Re: [Jprogramming] Vector Similarity

'Bo Jacoby' via Programming Wed, 21 Feb 2018 00:07:34 -0800

Thank you, Skip!
I tried to publish an Ordinal Fraction article in wikipedia, but it was removed 
because original research is not allowed in wikipedia. However somebody copied 
it into this link: StateMaster - Encyclopedia: Ordinal fraction . I think that 
the most obvious use of ordinal fractions is to unify, simplify, and replace: 
arrays, trees, and relational databases. It is scaringly easy. 
  
|  
|   
|   
|   |    |

   |

  |
|  
|   |  
StateMaster - Encyclopedia: Ordinal fraction
   |   |

  |

  |

    Den 2:45 onsdag den 21. februar 2018 skrev Skip Cave 
<[email protected]>:

 Bo,

I read your paper "Ordinal Fractions
<https://drive.google.com/file/d/15-1Z75tkBBgIj7IbNeRy8SpWZc93UuPq/view?usp=sharing>"
paper. In your paper you propose ordinal fractions as a system for
numerically defining data categories and indices, along with an associated
algebra for manipulating the data. As you say in your paper, "the algebraic
properties of ordinal fractions depict closely the logical properties of
natural language". That's intriguing to me, as NLP is the avenue of
research that I am currently pursuing.

Your examples show how you can take a set of human characteristics: boy,
girl; naughty, nice; black hair, blonde; and encode those characteristics
in a numerical index.

Recently, several attempts have again been made to define the meanings of
words numerically. The most notable recent attempts were Miklov's Word2Vec
<https://en.wikipedia.org/wiki/Word2vec> and Pennington's GloVe
<https://nlp.stanford.edu/pubs/glove.pdf>.

Word2Vec uses a technique they call 'one hot' word embeddings.

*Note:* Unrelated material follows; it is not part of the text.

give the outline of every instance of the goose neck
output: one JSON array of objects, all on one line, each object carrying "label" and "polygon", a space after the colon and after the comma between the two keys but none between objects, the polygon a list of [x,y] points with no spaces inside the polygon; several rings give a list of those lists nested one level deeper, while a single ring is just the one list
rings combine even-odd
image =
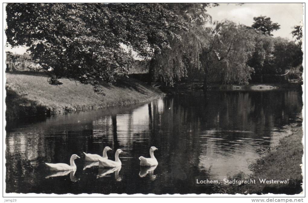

This encodes
each word as a lengthy unique vector containing all zeros except for a
single one representing the meaning of that specific word. The number of
zeros in the vector represents the number of different words
available  They then train shallow, two-layer neural networks
<https://en.wikipedia.org/wiki/Neural_network> to reconstruct linguistic
contexts of words by comparing adjacent words.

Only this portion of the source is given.